Humboldt no era nada corriente. Desde luego. “El
hombre más grande desde el diluvio”, lo definió, poniéndose algo estupendo, el
rey Federico IV de Prusia. Observas la larga (89 años) y prolífica vida del
sabio prusiano Alexander von Humboldt —el 250º aniversario de cuyo
nacimiento se cumplió el pasado día 14—, sus viajes, sus exploraciones, sus
aventuras, sus relaciones con los grandes personajes de su tiempo, sus
actitudes, sus teorías; te asomas a sus escritos y a lo que otros han escrito
de él, y no puedes sino asombrarte de lo que hizo y de lo que pensó, con tanta
intensidad, y de cómo se adelantó en tantas cosas a su época —la naturaleza
como un todo interactivo, conectado y como un organismo vivo, el cambio
climático, la idea de especie clave, incluso el nature writing—, marca distintiva
de los verdaderos genios.

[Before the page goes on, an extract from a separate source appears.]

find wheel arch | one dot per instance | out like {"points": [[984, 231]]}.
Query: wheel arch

Se ha dicho que plantó las semillas de nuestro mundo
y, tan amante de las plantas, sin duda no le disgustaría la imagen. En este Año
Humboldt se le está recordando y reivindicando; se le dedican libros,
exposiciones, conferencias, conciertos e incluso un musical. Entre lo que más
se valora ahora de su legado está, además de su visión holística, el que hace
ya dos siglos advirtiera el cambio climático provocado por el ser humano y alertara
sobre el fenómeno. Se dio cuenta en Venezuela, en el lago de Valencia o
Tacarigua, de cómo la deforestación provocada por los europeos alteraba la
climatología y provocaba catástrofes. La humanidad estaba cambiando el clima.

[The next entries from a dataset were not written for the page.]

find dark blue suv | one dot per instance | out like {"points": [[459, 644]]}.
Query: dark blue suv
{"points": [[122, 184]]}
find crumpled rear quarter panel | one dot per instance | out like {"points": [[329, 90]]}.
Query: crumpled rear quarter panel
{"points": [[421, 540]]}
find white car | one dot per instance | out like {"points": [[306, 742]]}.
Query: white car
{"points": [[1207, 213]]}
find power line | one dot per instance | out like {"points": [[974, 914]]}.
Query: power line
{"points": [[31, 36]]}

Fue un ecologista avant la lettre, con actitudes
insólitas para su tiempo. También era un adelantado del trabajo en red, como
decimos nosotros: no tenía Internet, claro, pero se mantenía al día de todos
los descubrimientos y debates científicos mediante un uso increíble de la
correspondencia y de los contactos internacionales con otros científicos de su
época. Creía en el flujo libre de ideas e informaciones y en que no había
fronteras para la ciencia, incluso entre países en guerra.
Personaje fáustico,
sediento de conocimientos, estudioso interdisciplinar de todo, de los volcanes
a los insectos y las orquídeas; capaz de extasiarse con un basalto y con el ala
de una mariposa, y de jugarse el tipo por una observación termométrica,
Humboldt (Tegel, cerca de Berlín, 1769-Berlín, 1859) es casi inabordable en su
totalidad, en su plenitud, como lo es la naturaleza cuyas fuerzas intentó
descubrir y medir echándole un pulso ciclópeo. Daba sentido mayúsculo a la
palabra “polímata” (persona con grandes conocimientos en materias científicas y
humanísticas). Juntaba el empirismo y la subjetividad, la razón y el
sentimiento, las ciencias y las letras, en una mezcla que era deudora del
romanticismo alemán y del idealismo de Kant (las leyes de la naturaleza solo
existen porque nuestra mente las interpreta) y que hoy resulta muy seductora:
la necesidad de la imaginación y el sentimiento en el conocimiento, la
capacidad de ver la naturaleza con la cabeza y con el corazón. “El mundo físico
se refleja en lo más íntimo de nuestro ser con toda su verdad viviente”,
escribió. También era capaz de un pragmatismo exacerbado: era un obseso de las
mediciones y los instrumentos de precisión, y hablando de los otomacos de las orillas
del Orinoco que describe como comedores de tierra apunta que sería “muy
importante analizar los excrementos de hombres y animales que usan tal
alimento”. Su afán por la experimentación tenía asimismo (era la época) un
punto a lo Frankenstein: cuando se enteró de que a una pareja la había matado
un rayo, adquirió los cadáveres y los diseccionó, observando que el peor daño
lo habían sufrido en los genitales. “No puedo vivir sin experimentos”, decía.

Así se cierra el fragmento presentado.